On the way home, I rolled the windows down and enjoyed the slightly cooler air and the cloudy sky and thought about why exactly it did make my day better. I decided it was more than the smiles and the entertainment. It was the unnecessariness of it. The cashier didn’t need to stop and connect with that boy. The parents didn’t need to pause and let them dance together. I didn’t need to say something about it afterward. But each of us did. And it was one of the best moments in my day.
I’ve written before about connection, social integration, community –how these are the things are the most impactful contributing factors to our longevity and life satisfaction. Moments like this remind me why we connect and why it is important.

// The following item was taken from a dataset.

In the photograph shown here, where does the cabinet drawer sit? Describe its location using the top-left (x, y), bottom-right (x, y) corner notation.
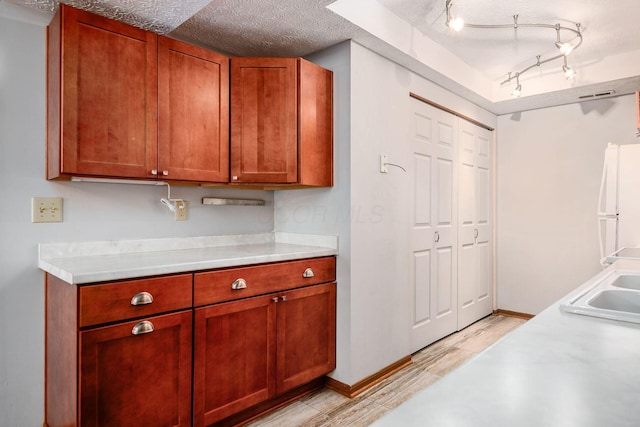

Last week, someone else took the time to do something unnecessary that made my day. I was sitting in the Dollar General parking lot, while one of my girls ran in to grab something, and while her sisters and I waited in the car. I had a notification pop up on my phone from a former student. She was in the checkout line behind my daughter and saw her do something kind for another shopper. She didn’t have to, but she took the time to send me a message to let me know. I was proud of my daughter, but I was also really touched to have received the message. It was another kindness that could easily have been skipped over. Because it wasn’t, I was able to tell my daughter I was proud of her.
A couple of weeks ago, my son called to tell me that his drive thru order had been paid by the customer ahead of him in line. It was an unexpected kindness that made a big difference in how the rest of his day went.
It really is the little things that sometimes make the biggest difference. Bob Kerrey reminds us of this, saying “unexpected kindness is the most powerful, least costly and most underrated agent of human change”.
I hope each of you experience and engineer many unexpected moments of kindness this week.